1, money, whether from private or public sources, is often an incentive. I believe, there are good, roughly neutral, and bad government policies.

 
At 3/16/2009 9:29 AM, Blogger xcaverx said...

I bet one incentive for schools to inflate grades is to keep the student loan treadmill viable. When the loan scaffold starts collapsing, the whole higher ed structure will be imperiled.

 
At 3/16/2009 9:39 AM, Blogger ExtremeHobo said...

I would say this a condition of higher expectations...

It seems that when getting into Graduate school, or even graduating that a higher GPA is expected than it was just a few years previously. This in turn sets new standards for grading that dont even begin to make sense.

I remember several classes that I took in college would have the stipulation that if you earned a "D" you failed. Thus this made a C equivalent to what a D used to be and so forth.

As long as colleges feel the need to up their requirements incrementally each year (eg wanting a higher average GPA each year) then you will continue to see grade inflation as an unconscious manifestation of this.

 
At 3/16/2009 1:37 PM, Blogger Walt G. said...

Students drop courses if they find out they will get a "C." And college procedures encourage higher grades by enabling students to drop a course up until the final exam. I wonder if that is a policy change from the past. In addition, I am curious how much administrative policies like this contribute to grade inflation. As an instructor, I have no say over these policies.

 
At 3/18/2009 2:05 PM, Anonymous Anonymous said...

An economics professor at Texas Tech said he had never failed a single student before but had, once, failed an entire class. The class had insisted that socialism worked and that no one would be poor and no one would be rich, a great equalizer. The professor then said, "OK, we will have an experiment in this class on socialism."

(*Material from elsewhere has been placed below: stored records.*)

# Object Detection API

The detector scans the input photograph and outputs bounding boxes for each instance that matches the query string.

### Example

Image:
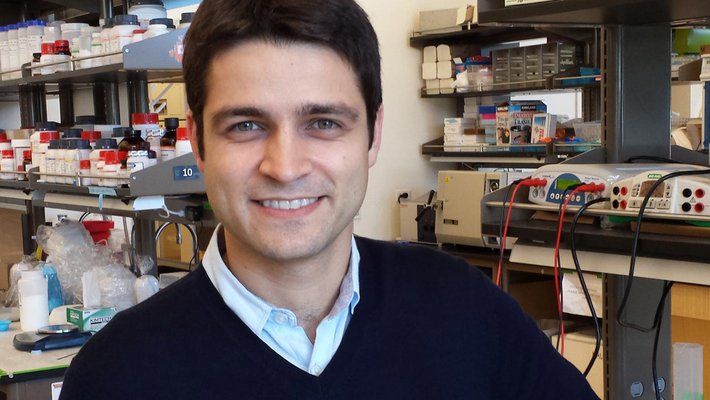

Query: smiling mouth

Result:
[258,197,318,210]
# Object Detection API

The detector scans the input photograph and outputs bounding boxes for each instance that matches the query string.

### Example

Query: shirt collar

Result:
[202,224,360,335]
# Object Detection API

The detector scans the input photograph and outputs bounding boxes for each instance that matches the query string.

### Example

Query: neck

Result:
[224,229,352,342]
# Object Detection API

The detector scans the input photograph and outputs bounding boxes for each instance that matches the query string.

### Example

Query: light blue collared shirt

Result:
[202,225,360,376]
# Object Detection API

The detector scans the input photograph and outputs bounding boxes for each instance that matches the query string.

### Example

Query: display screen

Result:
[639,181,666,198]
[555,179,582,190]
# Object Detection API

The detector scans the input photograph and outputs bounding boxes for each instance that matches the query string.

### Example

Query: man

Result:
[62,0,597,399]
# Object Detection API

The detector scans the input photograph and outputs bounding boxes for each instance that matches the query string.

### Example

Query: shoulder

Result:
[355,237,487,283]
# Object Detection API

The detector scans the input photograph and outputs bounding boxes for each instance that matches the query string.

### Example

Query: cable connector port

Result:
[575,183,606,193]
[518,178,547,186]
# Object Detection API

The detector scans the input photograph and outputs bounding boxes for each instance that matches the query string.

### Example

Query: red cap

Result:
[104,150,118,164]
[42,42,54,54]
[81,131,101,140]
[131,113,158,125]
[54,39,69,54]
[175,126,190,140]
[39,131,59,143]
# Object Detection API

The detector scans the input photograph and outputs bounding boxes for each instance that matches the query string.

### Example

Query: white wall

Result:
[355,0,465,240]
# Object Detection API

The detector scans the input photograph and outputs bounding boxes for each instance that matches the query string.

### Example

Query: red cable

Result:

All grades would be averaged and everyone would receive the same grade so no one would fail and no one would receive an A. After the first test the grades were averaged and everyone got a B. The students who studied hard were upset and the students who studied little were happy. But, as the second test rolled around, the students who studied little had studied even less and the ones who studied hard decided that since they could not make an A, they studied less. The second Test average was a D! No one was happy. When the 3rd test rolled around the average was an F.

The scores never increased as bickering, blame, name calling all resulted in hard feelings and no one would study for anyone else. All failed to their great surprise and the professor told them that socialism would ultimately fail because the harder people try to succeed the greater their reward but when a government takes all the reward away; no one will try or succeed.